Yoojin terkekeh kecil, melihat wajah berbiara sang adik setelah sekian lama meleburkan lelah di pundaknya. "Bertahanlah sedikit lagi Soonya, sedikit lagi."
Sesuai perkiraan cuaca, salju turun sedikit membabi buta, tumpukkan putih di setiap sudut. Pantas semua orang bak ulat bulu berjalan, padding menutup seluruh tubuh, menyisakan rambut yang melayang layang tertiup angin. Terang saja, awan putih raksasa menutup langit, menghalangi sinar hangat sang surya.
Sepuluh menit lebih lambat dari biasanya, Yoojin bergegas keluar mocil, menatap sekitar parkiran. "Syukurlah mereka belum datang."
Yoojin berbalik menghadap Soonya, memegang kedua pundaknya. "Listen to me, sebelum masuk berjanji padaku untuk bersikap 'biasa'. Jangan terkejut jika bertemu wajah wajah yang sering muncul di TV, jangan terlalu memperhatikan, jangan meminta tanda tangan secara langsung, atau memfoto diam diam.

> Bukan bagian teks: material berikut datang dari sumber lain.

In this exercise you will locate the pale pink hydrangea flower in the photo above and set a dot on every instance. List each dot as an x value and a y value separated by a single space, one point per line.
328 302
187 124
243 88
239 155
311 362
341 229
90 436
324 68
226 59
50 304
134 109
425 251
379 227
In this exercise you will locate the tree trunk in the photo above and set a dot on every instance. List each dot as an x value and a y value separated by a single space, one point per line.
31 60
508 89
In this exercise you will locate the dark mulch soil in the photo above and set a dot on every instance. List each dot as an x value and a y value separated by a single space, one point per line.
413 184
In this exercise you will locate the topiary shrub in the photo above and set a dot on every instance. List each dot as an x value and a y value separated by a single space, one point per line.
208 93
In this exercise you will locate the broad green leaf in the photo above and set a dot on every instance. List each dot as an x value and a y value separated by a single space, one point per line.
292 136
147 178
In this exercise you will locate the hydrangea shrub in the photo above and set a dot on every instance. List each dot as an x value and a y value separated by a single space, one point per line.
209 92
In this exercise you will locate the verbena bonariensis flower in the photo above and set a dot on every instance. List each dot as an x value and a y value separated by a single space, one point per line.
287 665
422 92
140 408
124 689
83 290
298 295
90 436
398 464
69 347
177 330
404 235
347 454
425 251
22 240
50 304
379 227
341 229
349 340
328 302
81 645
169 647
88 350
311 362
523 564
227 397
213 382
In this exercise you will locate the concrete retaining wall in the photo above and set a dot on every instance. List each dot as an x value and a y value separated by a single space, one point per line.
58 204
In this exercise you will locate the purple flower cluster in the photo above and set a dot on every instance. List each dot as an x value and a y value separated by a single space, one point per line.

Kau datang kesini untuk bekerja."
Soonya mengangguk sekali, seperti anak buah yang patuh perintah sang pemimpin. Yoojin mengusap sayang pipi Soonya, kemerahan. Oh, itu riasan wajah.
Yoojin kadang lupa adik kecilnya mulai menginjak remaja.
📔📔📔
"Semuanya ayo turun, manajer datang." Soobin menutup pintu asrama, berjalan ke sisi mobil, sebuah pesan masuk, produser sudah sampai. Soobin terdiam, membeku. Hari ini datang juga, pintu awal kisah besar mereka dimulai.

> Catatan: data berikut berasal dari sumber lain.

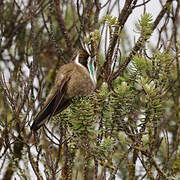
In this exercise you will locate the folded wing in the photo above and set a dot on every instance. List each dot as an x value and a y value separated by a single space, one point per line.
53 106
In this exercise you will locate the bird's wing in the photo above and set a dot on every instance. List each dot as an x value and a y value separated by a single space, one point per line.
51 104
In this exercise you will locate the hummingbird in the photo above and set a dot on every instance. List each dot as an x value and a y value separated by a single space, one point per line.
77 78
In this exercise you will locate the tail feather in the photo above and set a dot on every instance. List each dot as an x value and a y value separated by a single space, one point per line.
43 116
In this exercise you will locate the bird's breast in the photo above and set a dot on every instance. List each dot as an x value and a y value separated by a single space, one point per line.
80 83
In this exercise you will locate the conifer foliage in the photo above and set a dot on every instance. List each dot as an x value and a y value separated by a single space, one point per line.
128 128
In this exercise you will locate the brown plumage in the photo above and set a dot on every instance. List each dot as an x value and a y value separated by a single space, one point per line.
72 79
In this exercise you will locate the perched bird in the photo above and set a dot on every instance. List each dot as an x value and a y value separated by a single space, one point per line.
77 78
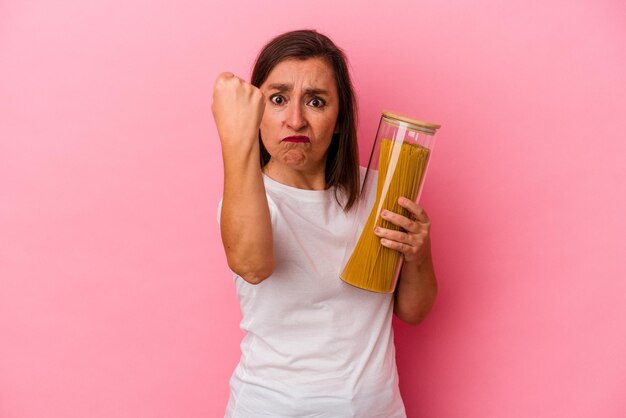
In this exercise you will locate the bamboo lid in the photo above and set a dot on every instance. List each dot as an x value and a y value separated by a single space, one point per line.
415 124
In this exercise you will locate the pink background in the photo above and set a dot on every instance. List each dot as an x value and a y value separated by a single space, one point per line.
115 298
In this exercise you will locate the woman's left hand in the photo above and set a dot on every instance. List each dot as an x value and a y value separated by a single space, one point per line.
413 241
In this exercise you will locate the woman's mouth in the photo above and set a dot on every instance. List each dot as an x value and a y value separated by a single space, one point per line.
297 139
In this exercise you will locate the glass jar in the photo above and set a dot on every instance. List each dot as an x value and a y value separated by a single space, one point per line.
397 168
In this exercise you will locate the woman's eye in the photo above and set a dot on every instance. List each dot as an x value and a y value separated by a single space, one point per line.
316 102
277 99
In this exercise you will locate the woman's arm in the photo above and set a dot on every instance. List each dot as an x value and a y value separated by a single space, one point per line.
417 286
245 219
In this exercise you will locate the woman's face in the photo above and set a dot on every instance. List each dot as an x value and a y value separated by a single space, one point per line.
300 114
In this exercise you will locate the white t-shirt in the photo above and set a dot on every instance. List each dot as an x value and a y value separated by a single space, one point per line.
314 345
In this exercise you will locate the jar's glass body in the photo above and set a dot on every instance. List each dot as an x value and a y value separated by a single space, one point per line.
397 168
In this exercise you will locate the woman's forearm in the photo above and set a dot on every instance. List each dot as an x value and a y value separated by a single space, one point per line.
416 290
245 221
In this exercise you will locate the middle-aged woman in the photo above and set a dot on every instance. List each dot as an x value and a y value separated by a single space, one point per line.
314 345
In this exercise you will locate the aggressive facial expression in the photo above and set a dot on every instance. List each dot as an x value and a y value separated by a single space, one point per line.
300 114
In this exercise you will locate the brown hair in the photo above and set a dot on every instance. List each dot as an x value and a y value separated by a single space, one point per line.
342 166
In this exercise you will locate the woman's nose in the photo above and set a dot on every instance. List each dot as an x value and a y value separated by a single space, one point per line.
295 117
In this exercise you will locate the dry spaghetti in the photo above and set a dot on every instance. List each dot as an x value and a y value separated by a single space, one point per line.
402 166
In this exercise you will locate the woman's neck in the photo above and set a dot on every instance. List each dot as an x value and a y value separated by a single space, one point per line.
315 180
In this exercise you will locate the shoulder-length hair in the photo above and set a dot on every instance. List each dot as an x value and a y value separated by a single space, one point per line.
342 166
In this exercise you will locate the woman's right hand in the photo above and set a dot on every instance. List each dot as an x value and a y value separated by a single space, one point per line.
238 109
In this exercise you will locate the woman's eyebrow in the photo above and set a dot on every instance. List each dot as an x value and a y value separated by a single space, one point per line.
315 91
280 87
288 87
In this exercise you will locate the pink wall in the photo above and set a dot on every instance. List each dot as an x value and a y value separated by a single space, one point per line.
115 299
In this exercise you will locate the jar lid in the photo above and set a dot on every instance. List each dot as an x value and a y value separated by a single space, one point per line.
418 125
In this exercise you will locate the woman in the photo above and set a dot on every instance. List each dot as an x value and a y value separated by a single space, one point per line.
314 345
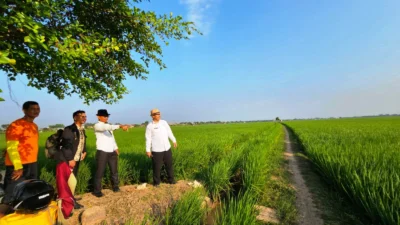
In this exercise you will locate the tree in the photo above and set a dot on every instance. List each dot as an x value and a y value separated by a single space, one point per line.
84 47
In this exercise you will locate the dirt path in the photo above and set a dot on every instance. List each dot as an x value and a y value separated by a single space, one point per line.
308 213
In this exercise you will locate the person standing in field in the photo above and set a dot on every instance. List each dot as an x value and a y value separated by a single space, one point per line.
158 147
22 137
107 152
72 152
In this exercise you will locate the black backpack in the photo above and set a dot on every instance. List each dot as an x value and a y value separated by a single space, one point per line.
53 144
32 195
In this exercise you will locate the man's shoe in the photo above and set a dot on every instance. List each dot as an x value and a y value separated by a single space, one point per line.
99 194
78 206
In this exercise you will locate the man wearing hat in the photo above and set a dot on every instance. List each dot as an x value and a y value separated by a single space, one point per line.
158 147
107 151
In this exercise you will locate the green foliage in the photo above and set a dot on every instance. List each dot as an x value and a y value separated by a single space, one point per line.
360 157
216 155
83 47
238 210
188 210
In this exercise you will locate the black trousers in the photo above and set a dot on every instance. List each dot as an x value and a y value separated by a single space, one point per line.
160 158
29 172
102 159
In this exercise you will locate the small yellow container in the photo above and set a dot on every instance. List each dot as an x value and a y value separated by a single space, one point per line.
47 216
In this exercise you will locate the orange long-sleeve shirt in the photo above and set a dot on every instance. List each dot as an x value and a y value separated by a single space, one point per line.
22 143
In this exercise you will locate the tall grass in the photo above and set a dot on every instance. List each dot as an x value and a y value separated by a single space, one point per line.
238 210
223 157
188 210
360 157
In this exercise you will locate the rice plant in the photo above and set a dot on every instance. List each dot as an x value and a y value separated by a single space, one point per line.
360 157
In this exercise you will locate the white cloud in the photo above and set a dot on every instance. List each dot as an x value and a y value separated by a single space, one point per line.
200 12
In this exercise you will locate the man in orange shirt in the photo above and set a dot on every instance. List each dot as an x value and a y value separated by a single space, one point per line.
22 138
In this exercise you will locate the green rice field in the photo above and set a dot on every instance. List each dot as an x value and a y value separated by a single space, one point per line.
361 158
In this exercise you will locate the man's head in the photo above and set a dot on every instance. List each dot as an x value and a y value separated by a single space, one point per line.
102 115
31 109
79 117
155 114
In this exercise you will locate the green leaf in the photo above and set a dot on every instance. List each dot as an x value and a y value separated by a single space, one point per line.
27 39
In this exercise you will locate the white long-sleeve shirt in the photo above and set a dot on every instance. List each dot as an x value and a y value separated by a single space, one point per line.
157 135
105 140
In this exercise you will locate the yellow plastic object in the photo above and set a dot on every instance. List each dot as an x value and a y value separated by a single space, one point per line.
47 216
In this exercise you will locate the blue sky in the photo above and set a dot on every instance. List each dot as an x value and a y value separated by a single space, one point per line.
256 60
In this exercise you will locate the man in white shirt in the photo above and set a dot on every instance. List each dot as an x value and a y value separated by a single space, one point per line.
107 151
158 147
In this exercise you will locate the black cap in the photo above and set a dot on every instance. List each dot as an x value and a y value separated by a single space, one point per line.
102 112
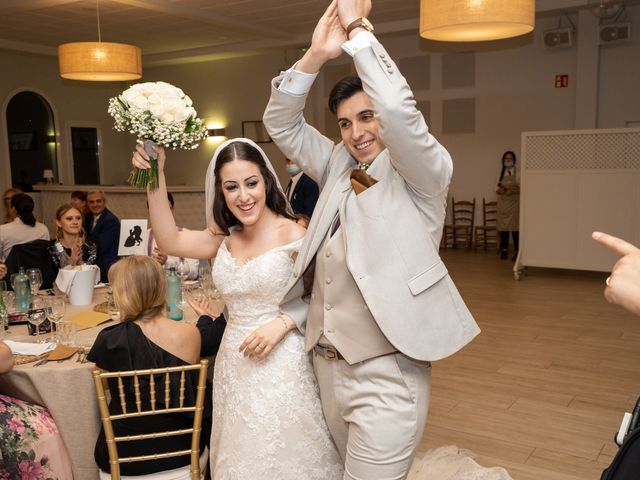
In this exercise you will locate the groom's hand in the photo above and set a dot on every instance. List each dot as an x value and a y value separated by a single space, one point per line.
350 10
326 42
264 339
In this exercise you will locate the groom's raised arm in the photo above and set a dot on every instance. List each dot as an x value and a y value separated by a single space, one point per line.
284 118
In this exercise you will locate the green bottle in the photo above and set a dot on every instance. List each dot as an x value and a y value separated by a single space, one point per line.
174 295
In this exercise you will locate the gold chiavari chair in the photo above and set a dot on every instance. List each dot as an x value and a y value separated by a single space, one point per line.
137 410
487 234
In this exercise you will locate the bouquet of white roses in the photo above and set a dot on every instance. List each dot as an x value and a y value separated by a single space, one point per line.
161 114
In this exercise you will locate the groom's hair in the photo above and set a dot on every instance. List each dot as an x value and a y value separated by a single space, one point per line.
275 199
344 89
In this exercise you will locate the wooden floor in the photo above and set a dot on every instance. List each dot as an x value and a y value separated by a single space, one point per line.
541 391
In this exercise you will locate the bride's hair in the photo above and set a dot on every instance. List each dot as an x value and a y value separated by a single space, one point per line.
275 199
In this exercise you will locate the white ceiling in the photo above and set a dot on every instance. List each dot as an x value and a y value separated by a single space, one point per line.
175 31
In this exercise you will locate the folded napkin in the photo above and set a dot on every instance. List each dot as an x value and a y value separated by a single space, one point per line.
66 274
62 352
89 319
24 348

Jika boleh jujur, Soobin tidak siap sepenuhnya. Namun, melihat kebelakang, senyuman lebar dari wajah kelelahan anggotanya membuat kaki lemah pemuda jangkung itu berani berdiri tegak, menopang tanggung jawab besar.
KAMU SEDANG MEMBACA
Into Lovesick
FanfictionDi tengah malam yang hangat, musim semi memeluk semua jiwa lelah. Mengayomi sembari bernyanyi lirih pada semesta. Hiruk-pikuk kota tidak membuatnya terganggu, terlelap saja sampai kau membuka mata dan menemukan wajah orang tercinta memandangi sembar...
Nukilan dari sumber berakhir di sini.